What I know is that $S^2$ can be given a CW complex structure where the $0$-th skeleton is just a point, $1$-th skeleton is same as that of the $0$-th skeleton and the $2$-th skeleton is obtained from the $1$-th skeleton by attaching a single $2$-cell via the attaching map where we identify the boundary of the $2$-cell to a single point of the $1$-th skeleton. Thus the $2$-th skeleton is a sphere. Then $S^2 \times S^2$ can be given a CW-complex structure where the $n$-th skeleton of $S^2 × S^2$ is obtained by taking the union of the cartesian product of the $p$-th skeleton of $S^2$ with the $q$-th skeleton of $S^2$ over all possible non-negative integers $p$ and $q$ with $p + q = n.$ If we denote the $n$-th skeleton of $S^2 \times S^2$ by $(S^2 \times S^2)^n$ then we find that
$$\begin{align*} (S^2 \times S^2)^0 & = * \times * \\ (S^2 \times S^2)^1 & = * \times * \\ (S^2 \times S^2)^2 & = (S^2 \times *) \cup (* \times S^2) \cup (* \times *) \\ & = (S^2 \times *) \cup (* \times S^2) \\ (S^2 \times S^2)^3 & = (S^2 \times *) \cup (* \times S^2) \\ (S^2 \times S^2)^4 & = S^2 \times S^2 \end{align*}$$
Here our professor claimed that $(S^2 \times S^2)^3 = (S^2 \times S^2)^2 = S^2 \vee S^2$ and thus $S^2 \times S^2$ can be obtained by attaching a $4$-cell to $S^2 \vee S^2.$ But I can't see why? Could anybody please help me in this regard?
Thanks in advance.
Best Answer
If we have $CW$-complexes $X, Y$, then $X \times Y$ also has the structure of a $CW$-complex with $$(X \times Y)^0 = X^0 \times Y^0 \\ (X \times Y)^1 = X^0 \times Y^1 \cup X^1 \times Y^0 \\ (X \times Y)^n = \bigcup_{i=0}^n X^i \times Y^{n-i}$$ $X^{i+1}$ is obtained from $X^i$ by attaching $(i+1)$-cells $D^{i+1}_\alpha$, $\alpha \in A_i$, via maps $\phi_\alpha : \partial D^{i+1}_\alpha \to X^i$, similarly $Y^{j+1}$ is obtained from $Y^j$ by attaching $(j+1)$-cells $D^{j+1}_\beta$, $\beta \in B_j$, via maps $\psi_\beta : \partial D^{j+1}_\beta \to Y^j$. Let the associated characteristic maps be $\bar \phi_\alpha : D^{i+1}_\alpha \to X^{i+1}$ and $\bar \psi_\beta : D^{j+1}_\beta \to Y^{j+1}$.

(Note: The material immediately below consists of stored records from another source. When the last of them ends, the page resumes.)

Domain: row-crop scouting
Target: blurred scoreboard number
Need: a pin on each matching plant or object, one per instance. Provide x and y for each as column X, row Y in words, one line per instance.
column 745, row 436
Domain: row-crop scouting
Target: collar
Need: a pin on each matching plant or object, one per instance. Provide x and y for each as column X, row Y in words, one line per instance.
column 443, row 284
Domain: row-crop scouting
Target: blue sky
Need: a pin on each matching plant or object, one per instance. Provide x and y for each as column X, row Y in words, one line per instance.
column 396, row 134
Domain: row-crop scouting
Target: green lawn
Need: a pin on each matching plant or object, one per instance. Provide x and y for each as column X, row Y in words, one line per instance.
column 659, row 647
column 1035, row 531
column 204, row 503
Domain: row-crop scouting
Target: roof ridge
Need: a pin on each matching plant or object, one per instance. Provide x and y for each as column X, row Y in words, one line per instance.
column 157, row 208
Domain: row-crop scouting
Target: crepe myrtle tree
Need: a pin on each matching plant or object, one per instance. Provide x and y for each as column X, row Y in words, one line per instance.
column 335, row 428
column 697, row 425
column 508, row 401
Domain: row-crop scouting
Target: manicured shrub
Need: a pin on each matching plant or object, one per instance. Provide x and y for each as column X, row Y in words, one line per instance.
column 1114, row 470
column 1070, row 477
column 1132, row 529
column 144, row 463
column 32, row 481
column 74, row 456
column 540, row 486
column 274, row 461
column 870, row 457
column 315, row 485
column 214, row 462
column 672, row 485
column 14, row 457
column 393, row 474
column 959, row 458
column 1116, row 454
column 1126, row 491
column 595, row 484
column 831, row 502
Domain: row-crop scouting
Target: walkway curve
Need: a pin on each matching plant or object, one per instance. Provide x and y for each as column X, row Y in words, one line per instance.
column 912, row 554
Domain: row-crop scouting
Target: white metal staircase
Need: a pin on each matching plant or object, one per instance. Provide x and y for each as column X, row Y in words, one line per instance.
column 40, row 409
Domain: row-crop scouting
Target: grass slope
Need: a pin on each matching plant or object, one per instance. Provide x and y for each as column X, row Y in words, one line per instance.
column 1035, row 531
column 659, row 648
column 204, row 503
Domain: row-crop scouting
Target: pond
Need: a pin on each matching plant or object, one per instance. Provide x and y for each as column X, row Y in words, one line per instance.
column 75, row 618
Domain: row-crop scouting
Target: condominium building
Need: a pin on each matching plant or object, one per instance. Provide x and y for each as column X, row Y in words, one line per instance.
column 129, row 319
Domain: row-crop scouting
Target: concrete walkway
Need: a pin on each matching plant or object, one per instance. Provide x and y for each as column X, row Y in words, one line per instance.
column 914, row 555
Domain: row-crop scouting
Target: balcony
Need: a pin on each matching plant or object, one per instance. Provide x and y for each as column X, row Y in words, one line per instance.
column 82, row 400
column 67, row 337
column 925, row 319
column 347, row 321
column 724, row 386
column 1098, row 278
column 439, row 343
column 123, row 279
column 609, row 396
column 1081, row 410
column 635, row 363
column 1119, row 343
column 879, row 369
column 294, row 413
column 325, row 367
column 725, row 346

Then $(X \times Y)^{n+1}$ is obtained from $(X \times Y)^n$ by attaching $(n+1)$-cells $D^{n+1}_{\alpha,\beta} = D^i_\alpha \times D^{n+1-i}_\beta$, $\alpha \in A_i, \beta \in B_{n+1-i}$, $i = 0,\ldots, n+1$. These have characteristic maps $$\bar \chi_{\alpha,\beta} = \bar \phi_\alpha \times \bar \psi_\beta : D^i_\alpha \times D^{n+1-i}_\beta \to X^{i} \times Y^{n+1-i} \subset (X \times Y)^{n+1} .$$ The attaching maps are therefore given by $$\chi_{\alpha,\beta} = \bar \chi_{\alpha,\beta} \mid_{\partial( D^i_\alpha \times D^{n+1-i}_\beta)} : \partial(D^i_\alpha \times D^{n+1-i}_\beta) = \partial (D^i_\alpha) \times D^{n+1-i}_\beta \cup D^i_\alpha \times \partial( D^{n+1-i}_\beta) \to \\ X^{i-1} \times Y^{n+1-i} \cup X^i \times Y^{n-i} \subset (X \times Y)^n .$$ On $\partial (D^i_\alpha) \times D^{n+1-i}_\beta$ the map $\chi_{\alpha,\beta}$ is given by $\phi_\alpha \times \bar \psi_\beta$ and on $D^i_\alpha \times \partial( D^{n+1-i}_\beta)$ by $\bar \phi_\alpha \times \psi_\beta$.
$S^2$ has one $0$-cell and one $2$-cell, hence we have $(S^2)^0 = (S^2)^1 = *, (S^2)^2 = S^2$. Thus $S^2 \times S^2$ has one $0$-cell, two $2$-cells and one $4$-cell. More precisely $$(S^2 \times S^2)^0 = (S^2 \times S^2)^1 = * \times * \\ (S^2 \times S^2)^2 = (S^2 \times S^2)^3 = S^2 \times * \cup * \times S^2 \\ (S^2 \times S^2)^4 = S^2 \times S^2$$ The characteristic maps are given as above.